To the familiar prep-school staples our precocious protagonist adds some original wrinkles. Her version of an imaginary friend is the ghost of Edward R. Murrow, whom she consults for spiritual and journalistic advice, always addressing him by his last name in semi-affectionate jocularity. Wrapped in an overcoat and wreathed in cigarette smoke, the great man unburdens himself of such banalities as “We can deny our heritage and our history, but we cannot escape responsibility for the result” until Iris finally wearies of him, realizing he’s just as pretentious and flawed as the rest of us. Good riddance to the Camel haze!

The teenage angst in The Year of the Gadfly is miles more indulgent than the garden variety found in such recent boarding-school classics as Donna Tartt’s The Secret History and Curtis Sittenfeld’s Prep. Nary an eye in Gadfly is dry; nary a nostril is not raw from crying. Throats are constricted as though “bitten by something venomous,” lifelong friends are split apart “the way lightning splits a tree,” and getting through the day is “like slogging through four-foot snowdrifts.” In the span of one hyperbolic three-page section, not one but two characters pound their fists into lockers and countertops. Another is rumored to have tried to wipe the freckles off her body with Clorox. Miller is more inclined to name the problem (“angst is like the chicken pox—anyone under the age of twenty-five is susceptible) than to actually show it unfold.

On the other hand, the author is capable not only of putting together a winning main character but also of crafting one lovely sentence after another: “Her hair resembled a knotted ball of chestnut yarn.” “They were prone to spontaneous laughter as if their minds were linked by some mental open-source network.” “She just looked at me with those lusterless eyes, the color of a mildewed pond.” “The diner — the only one in town — glowed like a fluorescent fish tank.” “To my fourteen-year-old eyes, her large pink areolas were like ice-cream cones licked flat.” The descriptions of kissing alone justify the price of admission.

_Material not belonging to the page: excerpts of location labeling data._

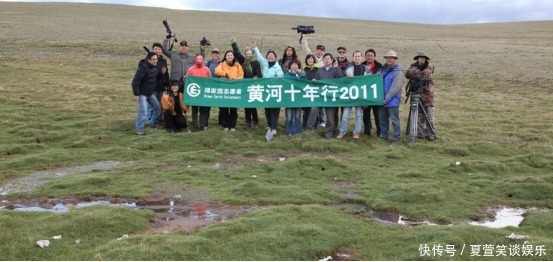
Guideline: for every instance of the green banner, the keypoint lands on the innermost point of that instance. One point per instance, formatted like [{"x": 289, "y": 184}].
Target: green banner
[{"x": 283, "y": 92}]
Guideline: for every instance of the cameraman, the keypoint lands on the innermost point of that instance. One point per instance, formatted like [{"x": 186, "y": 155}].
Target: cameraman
[
  {"x": 423, "y": 69},
  {"x": 318, "y": 55},
  {"x": 162, "y": 78}
]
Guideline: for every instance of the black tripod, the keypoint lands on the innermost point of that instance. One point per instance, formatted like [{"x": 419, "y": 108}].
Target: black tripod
[{"x": 414, "y": 91}]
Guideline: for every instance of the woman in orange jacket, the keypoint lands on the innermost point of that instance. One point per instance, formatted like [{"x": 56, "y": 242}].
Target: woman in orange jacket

After such a mixed bag of a book, should Miller attempt another novel or go back to the sort of nonfiction that won her such accolades her first time out of the gate? I hope she chooses nonfiction. As Miller knows better than anyone, there is no shortage of real angst in the world for her to write about, without trying to spark fire from the damp twigs of high-school melodrama.